Collectors' Choice Live
All Access Review: A-
It was a curious decision to say the least. After Johnny Winter split with the band – bassist Tommy Shannon and drummer “Uncle” John Turner - that had backed him on 1969’s Johnny Winter and 1970’s Second Winter, an album that also boasted the instrumental multi-tasking of brother Edgar – the Texas blues guitar dynamo took a flyer on three members of The McCoys. That’s right, those McCoys, the same gang responsible for the 1965 smash hit “Hang On Sloopy.”
Playing matchmaker, it was Johnny’s manager, Steve Paul, who suggested the pairing, and what an inspired union it was. At first blush, the trio of guitarist/vocalist Rick Derringer, drummer Randy Zehringer and bassist Randy Jo Hobbs and the roughneck, garage-flavored R&B they were known for seemed unlikely to push and prod Winter to new heights. But, by the late ‘60s, the McCoys were experimenting more and more with psychedelia, and their performances at Paul’s Scene club in New York indicated to Paul that maybe, just maybe, they weren’t so different that they couldn’t make a go of it.
Immediately, Winter and his new band mates fell into lockstep. A couple of weeks of jam sessions led to the recording of 1970’s brilliant Johnny Winter And, an edgier, more rock-oriented record than anything Winter had previously done, though still thoroughly basted with Lone Star state blues. Many consider it to be the high point of Winter’s recorded output, and the former McCoys, now sharing musical recipes with Winter, were now getting their just due.
The very month Johnny Winter And, doubling also as the name of this new super group, was released Winter and company invaded the Fillmore East and burned the place to the ground, as this seven-song concert document, one of the first rare vintage live recordings being issued by the Collectors’ Choice Live label, of that fiery performance proves. With Derringer and Winter trading wild, uninhibited solos, their duels like Old West shootouts with bullets, or, in this case, notes, flying everywhere, Johnny Winter And sizzle on the opener “Guess I’ll Go Away” and follow it up with the equally potent “Good Morning Little School Girl” – two simmering blues numbers that rapidly are brought to a boil.
After showcasing the Derringer-penned, slash-and-burn rocker “Rock And Roll Hoochie Koo,” a song he would later score a Top 30 hit with and a featured track on the then-newly released Johnny Winter And, the foursome downshift into the tantalizing, smoky blues workout “It’s My Fault,” which flies off into an extended jam that could have gone on forever … and almost does.
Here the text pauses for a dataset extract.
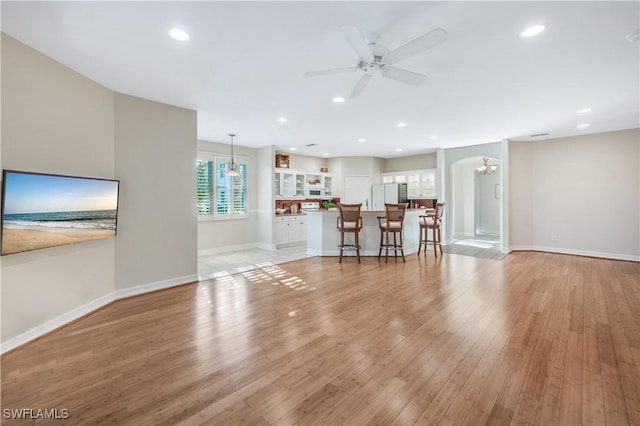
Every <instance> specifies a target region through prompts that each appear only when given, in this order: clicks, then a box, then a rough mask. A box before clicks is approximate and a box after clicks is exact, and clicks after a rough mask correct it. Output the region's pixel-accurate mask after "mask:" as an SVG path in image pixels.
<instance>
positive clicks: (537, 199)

Anyway, the slide-guitar frenzy of “Mean Town Blues” and the locomotive power of “Rollin’ And Tumblin’” close out the proceedings in breathless fashion, following a completely unhinged, ramshackle deconstruction of Dylan’s “Highway 61 Revisited” that’s deliciously blasphemous.
As entertaining as it is to witness Winter and Derringer play with reckless abandon, without the sure, confident, and often combustible, movements of a well-oiled rhythm section binding it all together, their efforts would have resulted in a chaotic, self-absorbed mess. Bounding to and fro, Hobbs and Zehringer, bashing it out with controlled violence, are a force in and of themselves. While the playing is smoking and white-hot, there’s also a loose and carefree vibe that comes across clearly, and the occasional rebel yell signals just how much fun this hastily put together, if short-lived, unit was having at the time. Now, those who weren’t at the Fillmore East back then can beat their heads against the wall with regret over missing seeing them in person.